– Ну, и как прикажешь с ней поступить? – язвительно спросил Генрих.

– Не знаю, но все-таки уничтожать арийцев фюрер нас не призывал, – ответил рыжий офицер.

– Тогда… – сделав паузу, ответил Генрих и его рот расплылся в довольной усмешке, – путь едет на родину. И трудится на благо своего народа.

Он грубо развернул меня за плечи и подпихнул автоматом к кузову машины. Я поднялась наверх, и мы тронулись. Последнее, что мне запомнилось перед тем, как мое сознание поглотила подступающая мгла, было бледное, враз состарившееся лицо мамы, ее опустошенный взгляд и протянутые ко мне руки.

Глава 7. Дорога в неизвестность

Сознание начало постепенно возвращаться ко мне: я почувствовала резкую боль в локтях, спине и затылке. Кажется, меня бросили, как мешок с картошкой, на какой-то деревянный холодный пол, отчего кожу в нескольких местах счесало, и в нее впились крупные острые занозы. Где нахожусь, я сообразила не сразу, но остро почувствовала присутствие рядом с собой десятков, а, может, сотен людей: они переговаривались, толкались, тихо всхлипывали. Затем все окружающее меня пространство начало раскачиваться в едином ритме, и с размеренным постукиванием металлических колес. Ну, конечно, поезд.

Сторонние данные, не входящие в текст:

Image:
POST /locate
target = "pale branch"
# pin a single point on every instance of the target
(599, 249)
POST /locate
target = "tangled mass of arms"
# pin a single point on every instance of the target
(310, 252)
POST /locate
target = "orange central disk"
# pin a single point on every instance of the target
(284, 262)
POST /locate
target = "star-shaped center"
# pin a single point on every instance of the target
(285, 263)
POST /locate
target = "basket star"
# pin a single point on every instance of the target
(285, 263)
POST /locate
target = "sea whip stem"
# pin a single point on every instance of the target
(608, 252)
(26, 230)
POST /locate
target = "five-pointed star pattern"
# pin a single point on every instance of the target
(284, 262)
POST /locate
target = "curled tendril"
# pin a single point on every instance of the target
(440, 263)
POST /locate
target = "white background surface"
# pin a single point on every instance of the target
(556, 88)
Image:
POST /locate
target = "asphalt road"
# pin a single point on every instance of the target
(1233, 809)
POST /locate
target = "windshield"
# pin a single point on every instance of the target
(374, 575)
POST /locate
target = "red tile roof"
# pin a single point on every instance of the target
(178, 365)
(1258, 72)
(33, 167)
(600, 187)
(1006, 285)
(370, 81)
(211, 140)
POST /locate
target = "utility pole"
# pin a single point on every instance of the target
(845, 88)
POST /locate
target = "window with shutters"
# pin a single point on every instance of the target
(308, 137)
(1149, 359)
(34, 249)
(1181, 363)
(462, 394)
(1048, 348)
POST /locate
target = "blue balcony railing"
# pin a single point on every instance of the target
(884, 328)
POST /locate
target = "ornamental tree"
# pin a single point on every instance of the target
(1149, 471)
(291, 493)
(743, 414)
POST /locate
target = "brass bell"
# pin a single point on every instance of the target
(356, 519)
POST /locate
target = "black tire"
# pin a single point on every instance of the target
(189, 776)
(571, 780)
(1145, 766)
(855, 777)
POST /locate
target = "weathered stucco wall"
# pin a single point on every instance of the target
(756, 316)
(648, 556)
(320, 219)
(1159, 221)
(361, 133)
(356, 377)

Без особого желания, просто по привычке, я открыла глаза. Серый вагон без окон, как будто наспех сколоченный из плоских досок с крупными продолговатыми щелями, в которые залетал с завыванием ветер, увозил меня и других пленных в неизвестность. Взяв валяющийся рядом со мной узелок, я ползком отодвинулась в угол и, прислонившись спиной к стене, стала смотреть на дырку в деревянном полу. Руки и ноги сковал то ли холод, то ли оцепенение, двигаться и думать не хотелось, наверное, даже дышала я только потому, что это рефлекторная функция организма – так, кажется, нам рассказывали на уроках биологии.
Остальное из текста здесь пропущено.